A strong argument (by 3M and HBR) against bullet points:
In every company we know, planning follows the standard format of the bullet outline. It fits the way we’re used to writing and presenting information. It’s economical. It reduces complex business situations to a few, apparently clean points. It allows for conversation around the issues and gives presenters the freedom to move, modify, clarify, and revise on the fly. In a sense, the bullet list may be an artifact of the way business takes place in the course of strategic planning: it mirrors the character of meetings and the highpressure pace of the manager or planner who must reduce the complex to the short and clear.
So what’s the problem?
If the language we use in writing strategic planning reports were only a matter of presentation, of the way we package ideas and offer them to others, it would not matter much how we wrote them.
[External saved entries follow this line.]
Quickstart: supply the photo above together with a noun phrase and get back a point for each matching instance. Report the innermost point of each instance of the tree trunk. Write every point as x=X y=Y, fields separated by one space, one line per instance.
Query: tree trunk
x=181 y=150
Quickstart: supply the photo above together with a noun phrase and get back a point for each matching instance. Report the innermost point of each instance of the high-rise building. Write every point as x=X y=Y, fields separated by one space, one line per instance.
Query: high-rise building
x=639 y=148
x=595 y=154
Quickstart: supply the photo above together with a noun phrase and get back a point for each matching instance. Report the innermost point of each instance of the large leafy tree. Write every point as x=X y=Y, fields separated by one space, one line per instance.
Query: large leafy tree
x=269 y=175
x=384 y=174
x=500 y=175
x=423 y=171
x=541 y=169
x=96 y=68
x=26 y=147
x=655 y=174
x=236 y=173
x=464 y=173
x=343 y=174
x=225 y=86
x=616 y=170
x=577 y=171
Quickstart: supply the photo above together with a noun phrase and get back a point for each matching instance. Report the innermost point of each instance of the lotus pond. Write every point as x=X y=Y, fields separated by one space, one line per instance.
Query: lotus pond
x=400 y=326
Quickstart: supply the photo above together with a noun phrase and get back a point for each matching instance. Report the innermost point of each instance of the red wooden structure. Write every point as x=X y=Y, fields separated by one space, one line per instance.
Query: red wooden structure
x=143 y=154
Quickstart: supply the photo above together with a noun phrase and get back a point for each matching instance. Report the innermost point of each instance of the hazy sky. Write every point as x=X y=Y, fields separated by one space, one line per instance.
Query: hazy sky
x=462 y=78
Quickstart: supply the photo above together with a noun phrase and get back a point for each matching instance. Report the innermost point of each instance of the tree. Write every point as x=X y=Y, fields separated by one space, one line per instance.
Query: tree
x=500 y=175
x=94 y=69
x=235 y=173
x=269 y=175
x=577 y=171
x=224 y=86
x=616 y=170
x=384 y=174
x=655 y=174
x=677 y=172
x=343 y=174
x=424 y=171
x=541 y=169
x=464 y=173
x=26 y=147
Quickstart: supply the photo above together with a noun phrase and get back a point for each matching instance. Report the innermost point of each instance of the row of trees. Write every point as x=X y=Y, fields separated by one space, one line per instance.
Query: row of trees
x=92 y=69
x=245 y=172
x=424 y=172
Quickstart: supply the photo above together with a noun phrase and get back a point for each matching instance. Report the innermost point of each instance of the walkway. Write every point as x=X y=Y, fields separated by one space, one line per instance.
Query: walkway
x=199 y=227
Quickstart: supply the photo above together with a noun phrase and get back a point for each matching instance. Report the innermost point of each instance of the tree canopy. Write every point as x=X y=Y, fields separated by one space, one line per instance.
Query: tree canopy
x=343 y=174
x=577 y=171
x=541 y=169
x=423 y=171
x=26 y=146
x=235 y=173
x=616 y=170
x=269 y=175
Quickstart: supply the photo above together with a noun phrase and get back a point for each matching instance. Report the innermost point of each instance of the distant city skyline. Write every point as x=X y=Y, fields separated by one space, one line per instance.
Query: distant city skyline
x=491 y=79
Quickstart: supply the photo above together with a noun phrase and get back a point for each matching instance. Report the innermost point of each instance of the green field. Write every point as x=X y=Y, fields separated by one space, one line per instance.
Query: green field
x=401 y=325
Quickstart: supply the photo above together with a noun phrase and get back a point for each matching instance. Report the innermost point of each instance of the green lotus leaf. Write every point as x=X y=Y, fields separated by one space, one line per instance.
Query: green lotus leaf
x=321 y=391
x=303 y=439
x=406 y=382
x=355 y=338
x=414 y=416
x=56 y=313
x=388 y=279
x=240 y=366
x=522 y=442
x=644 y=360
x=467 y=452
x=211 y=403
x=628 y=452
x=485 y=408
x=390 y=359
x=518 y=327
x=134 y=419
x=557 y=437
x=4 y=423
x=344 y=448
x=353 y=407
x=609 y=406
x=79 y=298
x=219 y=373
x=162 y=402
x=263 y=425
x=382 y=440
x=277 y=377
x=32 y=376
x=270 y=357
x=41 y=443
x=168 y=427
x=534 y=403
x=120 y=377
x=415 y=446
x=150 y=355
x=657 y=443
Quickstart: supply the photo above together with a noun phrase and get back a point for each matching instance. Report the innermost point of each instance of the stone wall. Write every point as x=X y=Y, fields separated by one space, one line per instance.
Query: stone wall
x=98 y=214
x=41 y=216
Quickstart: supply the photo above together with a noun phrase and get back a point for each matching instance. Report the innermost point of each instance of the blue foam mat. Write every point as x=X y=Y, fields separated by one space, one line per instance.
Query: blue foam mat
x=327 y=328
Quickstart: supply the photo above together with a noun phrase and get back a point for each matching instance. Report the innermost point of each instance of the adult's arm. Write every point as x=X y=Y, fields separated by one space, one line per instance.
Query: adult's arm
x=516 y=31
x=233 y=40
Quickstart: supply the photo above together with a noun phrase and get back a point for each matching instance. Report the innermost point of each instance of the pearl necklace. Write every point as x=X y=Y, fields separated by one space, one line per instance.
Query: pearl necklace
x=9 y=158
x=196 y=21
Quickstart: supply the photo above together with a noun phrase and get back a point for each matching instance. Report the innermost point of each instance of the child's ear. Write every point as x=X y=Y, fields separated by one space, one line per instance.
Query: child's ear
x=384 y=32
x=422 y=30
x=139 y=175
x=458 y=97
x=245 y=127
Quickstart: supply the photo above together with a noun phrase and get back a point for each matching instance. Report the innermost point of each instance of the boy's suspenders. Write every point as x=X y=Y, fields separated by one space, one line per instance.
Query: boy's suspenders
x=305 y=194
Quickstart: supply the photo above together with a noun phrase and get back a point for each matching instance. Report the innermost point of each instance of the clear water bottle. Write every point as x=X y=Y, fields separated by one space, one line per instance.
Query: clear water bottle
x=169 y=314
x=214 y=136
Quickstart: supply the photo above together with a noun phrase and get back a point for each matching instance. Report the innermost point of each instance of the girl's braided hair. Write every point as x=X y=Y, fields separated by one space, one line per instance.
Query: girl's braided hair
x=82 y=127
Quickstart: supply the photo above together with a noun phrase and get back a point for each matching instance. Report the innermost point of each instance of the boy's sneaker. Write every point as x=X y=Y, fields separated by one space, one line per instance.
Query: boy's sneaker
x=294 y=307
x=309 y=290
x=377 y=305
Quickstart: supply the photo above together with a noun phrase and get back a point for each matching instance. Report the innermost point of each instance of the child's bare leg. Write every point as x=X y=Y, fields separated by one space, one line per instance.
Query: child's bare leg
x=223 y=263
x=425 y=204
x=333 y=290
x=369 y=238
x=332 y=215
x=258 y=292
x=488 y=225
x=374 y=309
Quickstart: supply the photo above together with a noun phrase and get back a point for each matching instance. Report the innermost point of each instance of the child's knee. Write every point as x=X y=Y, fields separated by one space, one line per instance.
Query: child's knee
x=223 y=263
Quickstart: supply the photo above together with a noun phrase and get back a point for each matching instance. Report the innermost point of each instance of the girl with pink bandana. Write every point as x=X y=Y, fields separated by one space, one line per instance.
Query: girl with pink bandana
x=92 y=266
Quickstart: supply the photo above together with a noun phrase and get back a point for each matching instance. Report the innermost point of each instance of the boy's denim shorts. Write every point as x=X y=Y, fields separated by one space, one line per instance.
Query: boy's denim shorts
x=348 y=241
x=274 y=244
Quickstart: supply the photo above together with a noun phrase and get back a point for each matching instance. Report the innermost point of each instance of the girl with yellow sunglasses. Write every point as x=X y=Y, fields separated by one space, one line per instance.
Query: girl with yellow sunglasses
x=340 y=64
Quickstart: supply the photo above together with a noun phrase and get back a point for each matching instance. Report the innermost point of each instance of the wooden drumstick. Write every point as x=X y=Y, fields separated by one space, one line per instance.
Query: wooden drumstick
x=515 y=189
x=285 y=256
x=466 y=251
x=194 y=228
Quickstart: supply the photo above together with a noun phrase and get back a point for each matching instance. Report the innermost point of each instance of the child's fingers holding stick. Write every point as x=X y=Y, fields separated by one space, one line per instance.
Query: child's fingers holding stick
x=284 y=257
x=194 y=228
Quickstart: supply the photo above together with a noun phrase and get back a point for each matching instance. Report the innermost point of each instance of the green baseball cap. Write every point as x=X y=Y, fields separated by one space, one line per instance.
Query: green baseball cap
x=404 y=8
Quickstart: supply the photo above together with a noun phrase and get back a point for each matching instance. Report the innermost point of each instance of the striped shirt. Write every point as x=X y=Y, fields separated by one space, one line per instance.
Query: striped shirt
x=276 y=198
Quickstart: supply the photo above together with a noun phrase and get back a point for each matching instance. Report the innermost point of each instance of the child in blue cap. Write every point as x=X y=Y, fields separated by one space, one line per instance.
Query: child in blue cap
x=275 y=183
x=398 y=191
But writing is thinking. Bullets allow us to skip the thinking step, genially tricking ourselves into supposing that we have planned when, in fact, we’ve only listed some good things to do.
Requiring that a plan have a narrative logic forces to the surface the writer’s buried assumptions about cause and effect. The act of writing a full, logical statement encourages clear thinking and brings out the subtlety and complexity of ideas. Indeed, sometimes we sit down to write believing we have a clear idea, but our difficulty in getting it down on paper exposes the flaws in our thinking.